Working with the historian Dan Waugh at the University of Washington, Lance Jenott prepared a fine online presentation on Anthony Jenkinson’s 16th century travels to Central Asia. Included on the site are passages from Jenkinson’s text that describe Central Asian falconry. Jenott wrote a nice primer on the British traveller, and I believe it’s better to quote it than try to improve it:
[The Muscovy Company] dispatched its factor Anthony Jenkinson to Moscow with instructions to seek passage through the tsar’s domain in order to explore routes to Central Asia, Persia, and ultimately China. The political situation in Russia was particularly accommodating to this mission, because the tsar had recently extended the boundaries of Russia to the east (at the expense of the Tartar khanates) as far as the north shore of the Caspian Sea.

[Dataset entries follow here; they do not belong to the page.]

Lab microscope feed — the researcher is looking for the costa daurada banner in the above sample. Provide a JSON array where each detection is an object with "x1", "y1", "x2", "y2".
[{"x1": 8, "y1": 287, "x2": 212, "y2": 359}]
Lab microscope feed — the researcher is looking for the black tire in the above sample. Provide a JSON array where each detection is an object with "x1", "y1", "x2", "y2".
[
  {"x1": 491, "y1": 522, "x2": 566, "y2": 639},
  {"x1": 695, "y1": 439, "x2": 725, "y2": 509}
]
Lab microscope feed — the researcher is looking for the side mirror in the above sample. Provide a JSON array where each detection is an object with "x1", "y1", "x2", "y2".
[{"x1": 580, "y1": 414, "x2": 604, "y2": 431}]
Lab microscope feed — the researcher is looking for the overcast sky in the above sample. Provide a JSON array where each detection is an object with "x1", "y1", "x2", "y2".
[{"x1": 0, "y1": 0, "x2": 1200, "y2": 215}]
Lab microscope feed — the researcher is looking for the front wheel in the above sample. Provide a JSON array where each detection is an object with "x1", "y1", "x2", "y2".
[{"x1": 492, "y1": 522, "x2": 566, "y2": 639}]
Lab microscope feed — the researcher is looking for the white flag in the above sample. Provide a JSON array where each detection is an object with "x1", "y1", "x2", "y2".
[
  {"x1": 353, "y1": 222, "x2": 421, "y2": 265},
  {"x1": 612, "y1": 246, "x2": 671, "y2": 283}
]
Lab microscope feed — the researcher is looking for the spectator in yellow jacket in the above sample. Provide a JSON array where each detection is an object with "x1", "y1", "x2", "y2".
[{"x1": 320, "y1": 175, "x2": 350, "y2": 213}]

After being granted a license to travel, as well as receiving letters from the tsar addressed to foreign kings asking for his safe-conduct, Jenkinson, a Tartar interpreter, and two other company employees, Richard and Robert Johnson, departed Moscow eastward in April 1558. In Astrakhan they joined a group of local merchants, sailed across the Caspian and from thence traveled east overland with the ultimate goal of reaching China. By December they had reached the famous Central Asian city of Bukhara, but were forced to turn back after learning that the routes beyond had been ravished by war. The explorers returned to Moscow in September 1559.

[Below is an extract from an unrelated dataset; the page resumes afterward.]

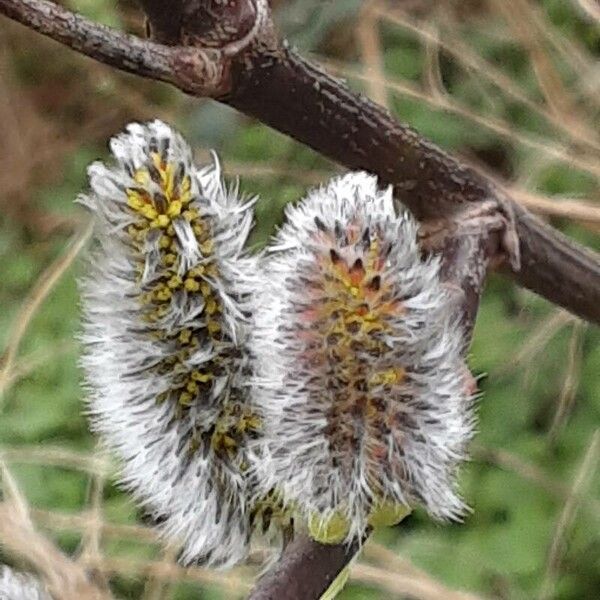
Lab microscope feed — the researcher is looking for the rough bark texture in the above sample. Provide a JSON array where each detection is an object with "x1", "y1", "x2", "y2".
[{"x1": 0, "y1": 0, "x2": 600, "y2": 600}]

Upon his return, Jenkinson sent a report of his travels to his employers in England, and in this report he mentions the spectacular Tartar tradition of hunting wild horses with eagles. Jenkinson’s claims were repeated often in later centuries, but were never to be corroborated. Travel through Central Asia remained difficult, and if any Western travellers again witnessed hawking on horses, they kept it out of print. The relevant passages appears in a section describing the nomadic life of the Tartars encountered by Jenkinson:
There are many wild horses which the Tartars do many times kill with their hawks, and that in this order.
The hawks are lured to seize upon the beasts’ necks or heads, which with chasing of themselves and sore beating of the hawks are tired: then the hunter following his game doeth slay the horse with his arrow or sword. In all this land there groweth no grass, but a certain brush or heath, whereon the cattle feeding become very fat. The Tartars never ride without their bow, arrows, and sword, although it be on hawking, or on any other pleasure, and they are good archers both on horse back, and on foot also.